As I was dropping Dum-Dum the dog off at the groomers this morning, I was reflecting on how crazy our lives are. I’m guessing many of you have similar life circumstances that if you actually take a second and look at closely seems utterly insane. My wife and I probably spend close to 50 hours a week at work or commuting to/from work (includes lunch, which is usually eaten at desk). The mornings are spent getting us and the kids ready, the after-work time is spent picking up kids from After School program, getting ready for kid activities (this season is soccer, with occasional piano lessons), then home from activities, make dinner, clean up, homework, getting ready for the next day, and try to spend some time as a family. This usually takes us to about 8:30 p.m. when the kids are finally down and we have an hour or more depending on if we’re waking up early. If we are motivated, we can find a way to get exercise in, and for my wife and I to spend time together talking and connecting. Most days I try and make small progress on projects and goals, but sometimes life or wife priorities take precedent.
I still put the pillars for a successful life as a family man as:
- health – eating well, making homemade meals, not crap or fast food
- fitness – working out, however you may define that, helps with feeling good about yourself and has tangible health benefits
- finances – income in minus expenditures minus savings should be positive. This usually necessitates working, and results in a time squeeze noted above, though lowering expenditures can relieve this stress and free up time
- relationships – making time to build, grow, and nurture personal relationships
- finding passion – finding something that calls to you, and making the time to pursue that interest
- children – allowing kids to be kids, but introducing them to various activities and things that can foster creativity, discipline and values.

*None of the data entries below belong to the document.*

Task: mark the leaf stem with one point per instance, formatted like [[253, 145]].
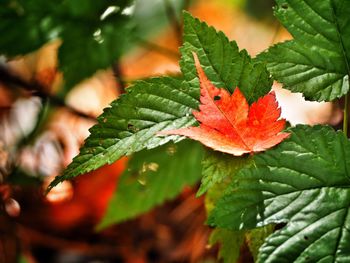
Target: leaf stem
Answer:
[[346, 112]]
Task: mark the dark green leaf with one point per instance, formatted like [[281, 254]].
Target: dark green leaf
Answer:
[[230, 243], [217, 166], [86, 49], [305, 183], [132, 121], [256, 237], [316, 62], [154, 176], [224, 65], [91, 39]]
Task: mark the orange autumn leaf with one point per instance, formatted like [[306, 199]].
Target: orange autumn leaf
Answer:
[[228, 124]]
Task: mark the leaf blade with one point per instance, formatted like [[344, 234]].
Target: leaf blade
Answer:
[[132, 121], [285, 186], [316, 62], [223, 63], [153, 177]]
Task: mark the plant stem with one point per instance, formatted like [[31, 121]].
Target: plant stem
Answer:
[[346, 111], [345, 119]]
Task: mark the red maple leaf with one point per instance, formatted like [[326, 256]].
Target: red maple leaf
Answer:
[[229, 125]]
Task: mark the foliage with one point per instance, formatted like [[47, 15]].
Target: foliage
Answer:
[[228, 124], [302, 183], [87, 31], [223, 63], [152, 105], [284, 186], [152, 177], [316, 62]]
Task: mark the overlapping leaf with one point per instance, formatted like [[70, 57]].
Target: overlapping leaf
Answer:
[[153, 105], [91, 39], [317, 61], [132, 121], [305, 183], [224, 65], [217, 166], [154, 176], [229, 125]]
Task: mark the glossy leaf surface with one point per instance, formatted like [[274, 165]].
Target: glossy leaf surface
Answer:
[[154, 176], [228, 124], [317, 61], [304, 182]]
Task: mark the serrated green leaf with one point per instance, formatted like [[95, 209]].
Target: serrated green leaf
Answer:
[[221, 60], [316, 62], [256, 237], [86, 49], [25, 26], [230, 243], [303, 182], [90, 40], [154, 176], [132, 121], [217, 166]]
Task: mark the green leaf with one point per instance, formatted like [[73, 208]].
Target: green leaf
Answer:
[[153, 177], [26, 25], [217, 166], [91, 39], [316, 62], [132, 121], [230, 243], [86, 49], [256, 237], [224, 65], [303, 182]]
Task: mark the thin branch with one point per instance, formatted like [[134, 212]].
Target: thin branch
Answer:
[[36, 89], [162, 50], [119, 76], [171, 14]]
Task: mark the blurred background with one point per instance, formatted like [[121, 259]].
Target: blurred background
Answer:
[[43, 122]]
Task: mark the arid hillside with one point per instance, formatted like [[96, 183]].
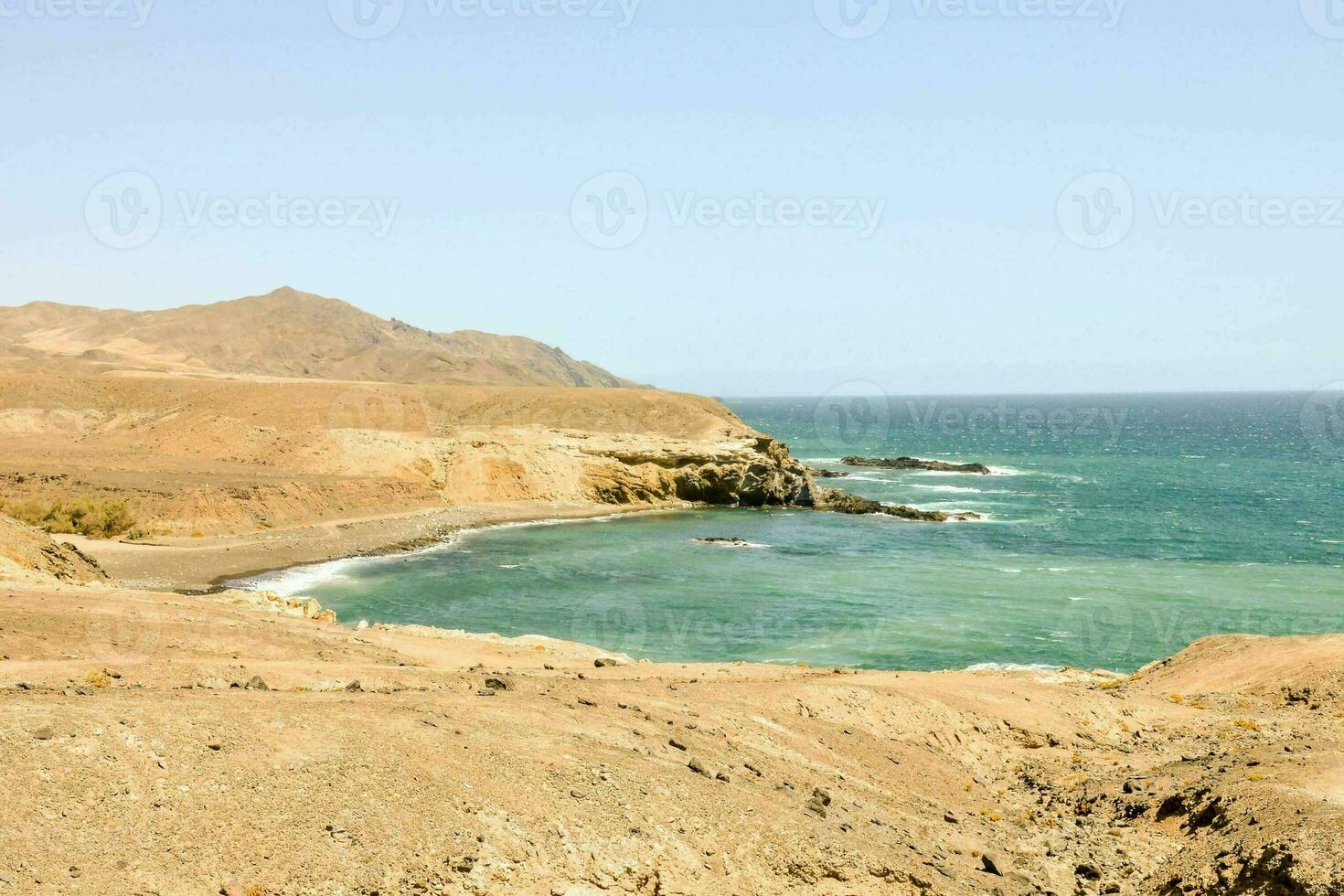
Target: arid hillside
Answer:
[[174, 744], [208, 455], [286, 334]]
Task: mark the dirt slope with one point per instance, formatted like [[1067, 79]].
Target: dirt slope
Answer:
[[31, 555], [389, 762], [292, 335]]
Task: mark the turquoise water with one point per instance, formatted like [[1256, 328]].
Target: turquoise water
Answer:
[[1118, 529]]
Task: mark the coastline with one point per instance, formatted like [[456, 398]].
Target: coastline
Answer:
[[531, 764], [206, 566]]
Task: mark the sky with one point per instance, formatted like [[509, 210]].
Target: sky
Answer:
[[734, 197]]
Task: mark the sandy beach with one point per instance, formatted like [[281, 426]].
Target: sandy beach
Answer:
[[208, 563]]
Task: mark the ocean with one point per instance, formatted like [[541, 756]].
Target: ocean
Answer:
[[1117, 529]]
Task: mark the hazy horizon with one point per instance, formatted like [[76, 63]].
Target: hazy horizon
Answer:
[[768, 199]]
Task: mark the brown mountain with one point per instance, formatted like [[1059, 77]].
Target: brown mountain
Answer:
[[288, 334]]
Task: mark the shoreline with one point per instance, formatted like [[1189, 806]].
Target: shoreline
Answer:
[[451, 538], [206, 566]]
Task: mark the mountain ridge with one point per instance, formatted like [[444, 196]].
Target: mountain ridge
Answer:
[[289, 334]]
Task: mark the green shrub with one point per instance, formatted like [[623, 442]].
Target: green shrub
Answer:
[[91, 517]]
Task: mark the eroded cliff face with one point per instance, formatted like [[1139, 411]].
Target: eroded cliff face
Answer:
[[750, 475], [31, 555], [230, 457]]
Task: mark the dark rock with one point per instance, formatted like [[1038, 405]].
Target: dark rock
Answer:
[[915, 464], [837, 501], [992, 864]]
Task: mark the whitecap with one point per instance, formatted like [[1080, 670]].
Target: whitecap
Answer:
[[1012, 667], [945, 488]]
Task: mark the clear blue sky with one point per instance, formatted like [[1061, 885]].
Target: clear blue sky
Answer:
[[480, 129]]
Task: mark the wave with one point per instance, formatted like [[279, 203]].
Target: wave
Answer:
[[1012, 667], [945, 488]]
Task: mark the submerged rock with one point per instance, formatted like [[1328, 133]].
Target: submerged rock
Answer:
[[837, 501], [915, 464]]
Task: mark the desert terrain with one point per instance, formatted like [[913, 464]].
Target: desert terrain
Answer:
[[162, 735]]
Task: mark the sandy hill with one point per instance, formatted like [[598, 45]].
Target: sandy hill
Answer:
[[288, 334], [30, 555]]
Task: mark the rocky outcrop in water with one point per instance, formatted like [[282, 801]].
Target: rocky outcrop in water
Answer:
[[837, 501], [758, 475], [915, 464]]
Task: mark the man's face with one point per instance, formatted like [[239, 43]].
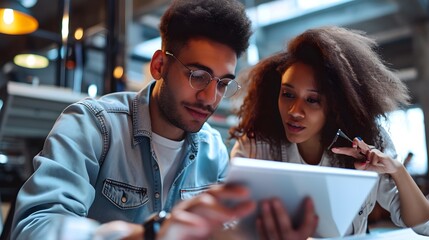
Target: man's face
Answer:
[[181, 106]]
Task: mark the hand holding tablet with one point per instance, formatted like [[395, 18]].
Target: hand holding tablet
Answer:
[[338, 194]]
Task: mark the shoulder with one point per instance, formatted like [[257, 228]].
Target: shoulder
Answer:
[[114, 102]]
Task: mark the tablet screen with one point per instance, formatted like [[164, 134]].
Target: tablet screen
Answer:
[[338, 194]]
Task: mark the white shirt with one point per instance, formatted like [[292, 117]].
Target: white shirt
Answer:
[[168, 155]]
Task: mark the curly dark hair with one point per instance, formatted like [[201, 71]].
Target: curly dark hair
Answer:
[[358, 86], [224, 21]]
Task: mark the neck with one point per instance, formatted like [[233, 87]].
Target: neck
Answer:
[[160, 124], [311, 152]]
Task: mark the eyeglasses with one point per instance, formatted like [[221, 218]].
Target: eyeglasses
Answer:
[[200, 79], [339, 134]]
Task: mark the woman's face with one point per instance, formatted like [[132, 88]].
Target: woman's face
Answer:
[[301, 106]]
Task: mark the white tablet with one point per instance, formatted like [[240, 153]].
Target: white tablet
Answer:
[[338, 193]]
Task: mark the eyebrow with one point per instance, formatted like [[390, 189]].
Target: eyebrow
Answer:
[[291, 86], [209, 70]]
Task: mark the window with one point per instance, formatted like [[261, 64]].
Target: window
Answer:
[[407, 130]]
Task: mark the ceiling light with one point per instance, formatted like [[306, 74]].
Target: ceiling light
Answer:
[[16, 19], [31, 61]]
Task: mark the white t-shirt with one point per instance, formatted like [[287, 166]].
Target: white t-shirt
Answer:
[[169, 157]]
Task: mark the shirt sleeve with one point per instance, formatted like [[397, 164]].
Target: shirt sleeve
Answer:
[[387, 192], [64, 173]]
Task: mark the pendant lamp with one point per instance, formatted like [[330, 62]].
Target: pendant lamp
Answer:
[[15, 19]]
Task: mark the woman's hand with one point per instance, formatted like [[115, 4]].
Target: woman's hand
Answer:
[[275, 223], [204, 215], [369, 158]]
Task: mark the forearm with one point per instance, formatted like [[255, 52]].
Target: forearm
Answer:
[[414, 205]]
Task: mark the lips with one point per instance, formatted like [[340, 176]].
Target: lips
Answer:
[[198, 114], [294, 128]]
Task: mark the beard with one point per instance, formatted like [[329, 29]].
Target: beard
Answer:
[[170, 107]]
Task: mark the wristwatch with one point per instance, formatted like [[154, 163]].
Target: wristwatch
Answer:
[[153, 225]]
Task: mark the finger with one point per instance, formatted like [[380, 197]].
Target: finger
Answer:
[[309, 225], [352, 152], [282, 215], [218, 211], [268, 221], [229, 192], [185, 225], [261, 230], [283, 220]]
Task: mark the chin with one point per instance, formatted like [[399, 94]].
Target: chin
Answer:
[[294, 139]]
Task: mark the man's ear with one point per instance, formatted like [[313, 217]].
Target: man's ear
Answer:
[[157, 64]]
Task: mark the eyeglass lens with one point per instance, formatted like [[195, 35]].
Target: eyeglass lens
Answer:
[[341, 134], [226, 87]]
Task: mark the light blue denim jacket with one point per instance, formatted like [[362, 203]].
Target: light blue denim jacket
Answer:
[[98, 162]]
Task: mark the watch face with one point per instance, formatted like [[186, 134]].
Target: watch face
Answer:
[[153, 224]]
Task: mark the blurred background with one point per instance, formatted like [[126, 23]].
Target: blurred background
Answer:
[[63, 50]]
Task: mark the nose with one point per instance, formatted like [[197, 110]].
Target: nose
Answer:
[[296, 109], [209, 94]]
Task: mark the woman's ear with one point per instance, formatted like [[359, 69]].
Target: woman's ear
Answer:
[[156, 64]]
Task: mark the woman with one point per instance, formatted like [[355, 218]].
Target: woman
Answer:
[[328, 79]]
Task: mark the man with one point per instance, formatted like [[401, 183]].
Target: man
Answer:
[[125, 156]]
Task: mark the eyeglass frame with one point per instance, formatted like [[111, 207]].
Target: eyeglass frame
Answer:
[[339, 133], [218, 80]]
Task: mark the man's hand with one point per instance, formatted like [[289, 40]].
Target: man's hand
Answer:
[[202, 216], [275, 223]]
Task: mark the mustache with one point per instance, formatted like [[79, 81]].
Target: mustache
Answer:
[[201, 106]]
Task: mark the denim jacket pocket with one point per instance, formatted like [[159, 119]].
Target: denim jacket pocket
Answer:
[[187, 193], [123, 195]]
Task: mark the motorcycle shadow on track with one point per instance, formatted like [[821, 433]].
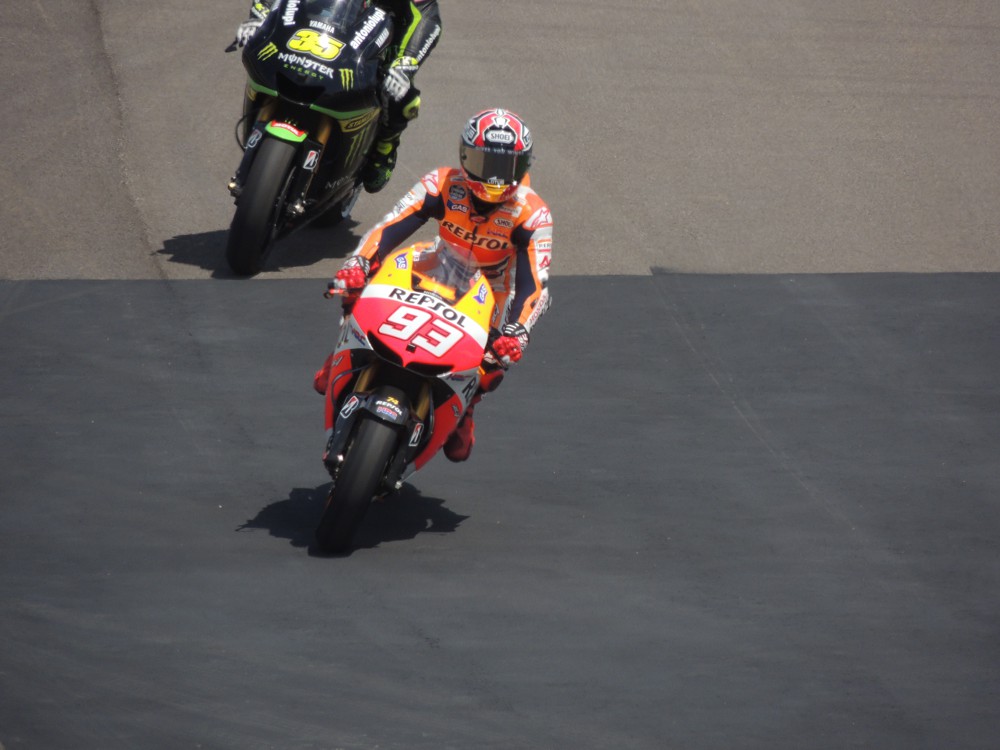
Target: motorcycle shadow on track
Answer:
[[399, 517], [301, 249]]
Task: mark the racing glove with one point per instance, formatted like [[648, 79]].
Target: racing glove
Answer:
[[399, 78], [510, 345], [352, 277], [246, 30]]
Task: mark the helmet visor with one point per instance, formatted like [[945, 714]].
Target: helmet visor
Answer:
[[495, 167]]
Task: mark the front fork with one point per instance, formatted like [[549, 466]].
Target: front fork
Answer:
[[389, 405], [261, 113]]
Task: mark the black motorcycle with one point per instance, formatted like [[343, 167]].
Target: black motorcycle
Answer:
[[311, 114]]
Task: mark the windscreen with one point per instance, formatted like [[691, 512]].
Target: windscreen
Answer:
[[340, 13], [449, 266]]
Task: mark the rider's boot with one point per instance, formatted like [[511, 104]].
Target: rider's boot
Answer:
[[381, 161], [322, 377], [460, 442]]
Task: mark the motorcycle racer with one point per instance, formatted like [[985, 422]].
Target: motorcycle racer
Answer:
[[487, 209], [416, 30]]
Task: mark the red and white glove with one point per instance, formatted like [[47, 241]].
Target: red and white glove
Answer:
[[510, 346], [352, 277]]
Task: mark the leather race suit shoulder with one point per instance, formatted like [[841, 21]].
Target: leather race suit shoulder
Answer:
[[512, 244]]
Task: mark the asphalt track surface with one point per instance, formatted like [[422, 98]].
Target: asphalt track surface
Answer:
[[741, 493]]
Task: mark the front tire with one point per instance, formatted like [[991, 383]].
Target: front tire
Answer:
[[255, 224], [359, 479]]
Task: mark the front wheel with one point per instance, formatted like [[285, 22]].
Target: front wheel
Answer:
[[359, 479], [255, 223]]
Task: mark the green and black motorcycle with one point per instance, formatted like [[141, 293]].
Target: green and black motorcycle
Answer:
[[312, 111]]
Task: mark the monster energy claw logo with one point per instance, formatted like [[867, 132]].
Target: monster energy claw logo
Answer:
[[355, 148]]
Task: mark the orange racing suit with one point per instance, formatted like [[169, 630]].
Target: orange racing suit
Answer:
[[512, 243]]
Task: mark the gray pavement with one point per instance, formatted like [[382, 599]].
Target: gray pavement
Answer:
[[711, 509], [765, 519]]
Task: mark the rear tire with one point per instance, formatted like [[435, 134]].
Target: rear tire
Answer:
[[255, 224], [359, 479]]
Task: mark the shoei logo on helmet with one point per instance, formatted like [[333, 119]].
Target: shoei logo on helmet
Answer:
[[504, 137], [498, 127]]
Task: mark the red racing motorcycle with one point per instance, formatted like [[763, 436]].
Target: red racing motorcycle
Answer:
[[414, 349]]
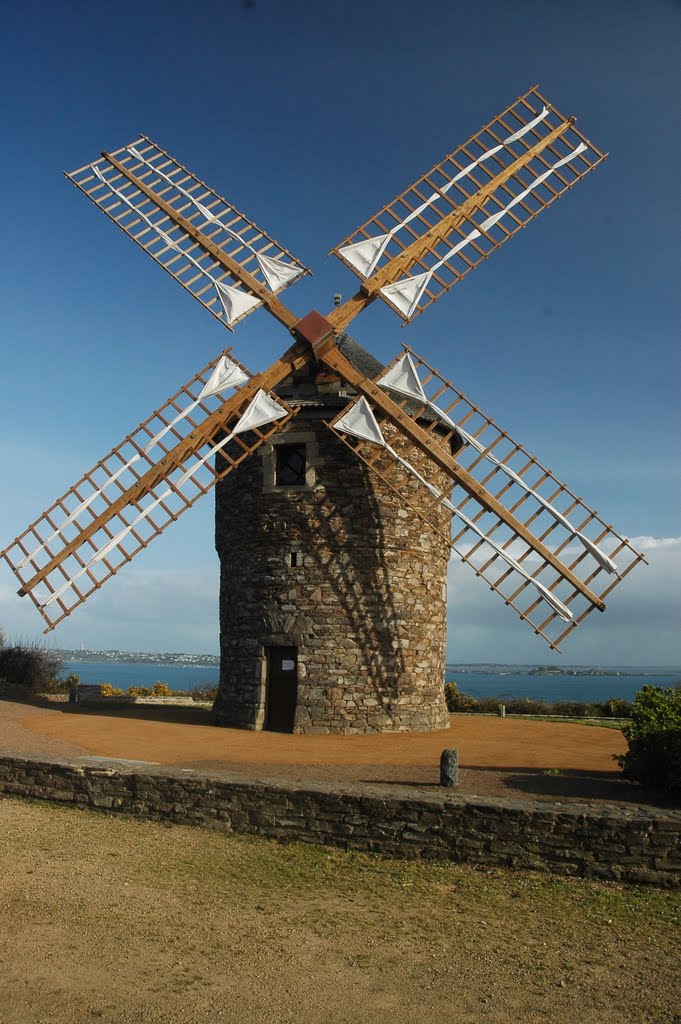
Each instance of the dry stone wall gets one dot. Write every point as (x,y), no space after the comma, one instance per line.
(364,601)
(635,844)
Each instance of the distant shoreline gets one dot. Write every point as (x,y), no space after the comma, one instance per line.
(496,669)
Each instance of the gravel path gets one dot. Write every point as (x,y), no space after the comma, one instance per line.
(500,757)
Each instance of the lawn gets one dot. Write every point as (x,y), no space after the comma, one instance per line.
(122,921)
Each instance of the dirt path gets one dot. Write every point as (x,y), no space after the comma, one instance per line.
(500,757)
(126,922)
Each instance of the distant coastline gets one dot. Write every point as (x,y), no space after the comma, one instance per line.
(86,656)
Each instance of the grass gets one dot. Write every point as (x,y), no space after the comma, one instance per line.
(124,920)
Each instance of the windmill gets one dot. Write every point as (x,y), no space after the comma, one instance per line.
(435,472)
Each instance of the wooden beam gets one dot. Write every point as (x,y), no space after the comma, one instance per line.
(330,354)
(268,299)
(292,359)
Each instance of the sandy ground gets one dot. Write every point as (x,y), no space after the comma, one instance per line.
(499,757)
(125,922)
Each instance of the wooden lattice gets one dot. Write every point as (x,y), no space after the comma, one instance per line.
(443,212)
(53,557)
(573,557)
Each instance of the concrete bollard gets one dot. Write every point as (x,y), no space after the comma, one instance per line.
(449,767)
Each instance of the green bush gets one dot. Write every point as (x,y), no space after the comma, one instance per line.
(107,690)
(204,693)
(653,735)
(459,701)
(31,667)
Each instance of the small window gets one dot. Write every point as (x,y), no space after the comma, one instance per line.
(290,465)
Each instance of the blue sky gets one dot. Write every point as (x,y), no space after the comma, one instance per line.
(310,116)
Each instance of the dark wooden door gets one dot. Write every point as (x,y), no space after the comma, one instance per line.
(282,688)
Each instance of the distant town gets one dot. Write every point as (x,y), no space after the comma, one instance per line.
(85,655)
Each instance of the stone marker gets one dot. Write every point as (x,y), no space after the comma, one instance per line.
(449,767)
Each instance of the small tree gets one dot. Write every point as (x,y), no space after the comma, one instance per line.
(653,735)
(31,667)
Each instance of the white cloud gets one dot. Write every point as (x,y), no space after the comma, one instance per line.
(640,625)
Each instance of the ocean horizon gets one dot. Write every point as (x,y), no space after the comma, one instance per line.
(582,683)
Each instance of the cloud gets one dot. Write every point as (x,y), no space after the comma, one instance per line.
(157,609)
(640,625)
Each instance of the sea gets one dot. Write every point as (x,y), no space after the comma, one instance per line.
(579,683)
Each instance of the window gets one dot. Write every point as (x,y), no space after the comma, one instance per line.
(290,465)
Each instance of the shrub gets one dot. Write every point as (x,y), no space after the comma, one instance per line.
(459,701)
(653,735)
(161,690)
(31,667)
(158,690)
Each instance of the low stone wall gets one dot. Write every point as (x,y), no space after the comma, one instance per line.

Balancing all of that on a day to day basis is very challenging. If only I had more time! I have come to realize that time really is the most precious commodity. As such, here are a few things that I think can help reach those core pillars above while saving time.
- Making large batches of food at a time – Having homemade kid lunches, breakfast items and dinners is a high priority for my family. We eat mostly paleo, so fast food and frozen store items rarely work for us. Instead, we make large batches of food that refrigerate, freeze or simply store well and use that to avoid cooking all the time or relying on “bad” food due to convenience. Example – we made a large batch of chili last night (about 4 lbs of meat) that will serve as two family dinners and at least a couple of lunches. Holly has been making large batches of these egg/biscuit things from 12-18 eggs at a time, along with coconut flour. She’ll make different versions, like cheese-jalepeno, or bacon, or apple-cinnamon. These serve as breakfast or lunch. Making pre-made dinners on the weekend, when larger chunks of time can be found, also work. You simply freeze, thaw and reheat. This approach also saves us money.
- Squeezing things in between “dead” times – Your kid has practice, or you have some time dedicated in the day for lunch. Make use of this time for something productive on that list. I’ve seen people go on a run or bring things to work out with while their kid is booked for an hour. My favorite move is working out at lunch while at work (we do have showers, which helps), but if that doesn’t work for you, obtaining more knowledge or insight on a passion by reading a book or doing some workbook exercises is a good use of time rather than simply looking at the latest deadspin article or facebook like everyone else.
- Schedule time for what you prioritize – Feel like you’ve been slacking in the spouse department? Know you need to work on that passion-project? Put it on a mental schedule list and knock it out. It is so easy to lose an hour or more decompressing on your favorite websites or television or Facebook, instead of using it productively. As you are going through the day, mentally say “I’m going to use the time from 8:30 – 10:00 p.m. to work out, or read that book on Photography, or do that genealogy research, or whatever.” If you don’t mentally lock down that activity int hat time slot, you’re likely to fritter it away.
- Involve the kids – this can be involving the kids in your exercise (you run, while they bike; you play soccer together as a team, or make a backyard Ninja Warrior obstacle course), involving the kids in your passion or hobbies (Do you help improve the local park or trail system? Bring them along to learn and help), or involving them in chores like laundry, cooking, making lunches, and cleaning up. Our kids are now old enough (newly minted 7 and 9) so we can assign them a task and know it will get done. If they forget to bring a snack in their lunch, they live with the consequence. Or forgetting to throw their wet clothes in the dryer is a learning experience. This is a good thing to remember, and key part of growing up.
- Get up early – as a non-morning person, it pains me to write that, but my most productive and satisfying times have been when I’ve gone long stretches getting up early and doing a task. Usually, this has been working out, but I’ve also used this early a.m. routine to knock out writing without distractions. This then means establishing a good night-time routine, shutting stuff off, and getting some good shut-eye. If you can get your partner on a similar schedule, there is usually some connection time opportunities with bedtime talk or more. Use the 5:15 a.m. (or whenever) alarm as the motivating force to get your butt into bed by 9:30, and see what happens from there.
You may not be able to do everything everyday, but if you’re generally balancing the key pillars, and using time management strategies to do so, you’re going to make your chances of success and happiness, and of feeling fulfillment and love, more likely. So put phone down, and get to work!